Ingrediënten
COQUILLES
15 COQUILLES
VELOUTÉ
200 G WORTEL
100 G PREI
100 G VENKEL
125 G CHAMPIGNONS
100 G SJALOTTEN
1 TEEN KNOFLOOK
2 G ZWARTE PEPERKORRELS
5 G KORIANDERKORRELS
2 DL NOILLY PRAT
4 DL SLAGROOM
4 DL MELK
5 DL VISBOUILLON
12 G PETERSELIE
150 G WITTE CHOCOLADE
SJALOTTEN CONFIT
100 G SJALOTTEN
OLIJFOLIE
TARTAAR
15 COQUILLES
SJALOTTEN CONFIT
1 ZOUTE CITROEN
OLIJFOLIE
ENKELE TAKJES KERVEL
ARËNKHA KAVIAAR
1 REEP WITTE CHOCOLADE
1 BAKJE AFFILLA CRESS
Bereiding
Coquilles
Spoel de coquilles schoon met water. Dep ze droog en snij de coquilles in plakjes.
Velouté
Fruit de gehakte groenten in een beetje olie tot ze beginnen te kleuren. Vijzel de peper en koriander korrels en voeg ze toe. Voeg Noilly Prat toe en laat inkoken. Voeg room, melk, visbouillon en peterselie toe en laat 20 minuten op 70° trekken tot een iets gebonden velouté. Zeef de soep en los de chocolade erin op. Breng op smaak met zout. Proef en voeg eventueel wat citroensap toe als het te zoet is.
Sjalotten confit
Snij de sjalotten in kleine brunoise en bak zeer langzaam in olijfolie tot ze helemaal zacht zijn.
Tartaar
Spoel de coquilles schoon en dep droog. Snij de coquilles in 5 mm blokjes. Snij de schil van de zoute citroen in zeer kleine brunoise. Meng de tartaar, sjalotten confit, citroen en wat olijfolie tot een smeuïge massa. Breng op smaak met zout en peper. Vlak voor het opdienen de gehakte kervel erdoor roeren.

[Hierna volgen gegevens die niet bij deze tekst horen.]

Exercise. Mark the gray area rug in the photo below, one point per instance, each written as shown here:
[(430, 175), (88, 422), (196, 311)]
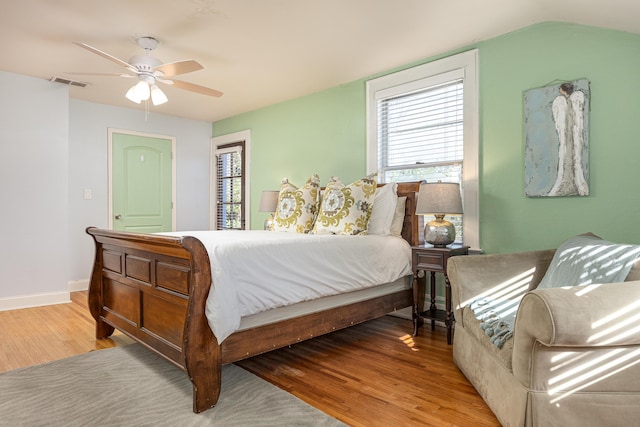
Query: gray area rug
[(130, 386)]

Eindbewerking en presentatie
Verwarm de velouté en schuim het op met de staafmixer. Zout en peper de plakjes coquilles. Verhit een antiaanbakpan met wat olijfolie tot heet. Laat de plakjes aan een kant 15 seconden schroeien en haal direct uit de pan. Verdeel de tartaar in een ring op de borden; leg drie plakjes coquille hierop. Leg een lepeltje “kaviaar” op de plakjes. Steek een takje Affilla cress in de kaviaar. Lepel wat velouté rondom het geheel en rasp wat witte chocolade over de kaviaar.
We drinken er bij
Castello Monaci, FianoDit prachtige coquillegerecht vraagt om een zeer subtiele wijn. Het is een wijn van de Fiano druif, een autochtone witte druif uit Zuid-Italië, die in dezelfde aromaschijf ligt als greco, maar doorgaans een tikkeltje minder aciditeit heeft en vaak nog wat meer uitbundig fruitvet met rijpe appel en een wasachtige textuur heeft. Fluweel op de tong.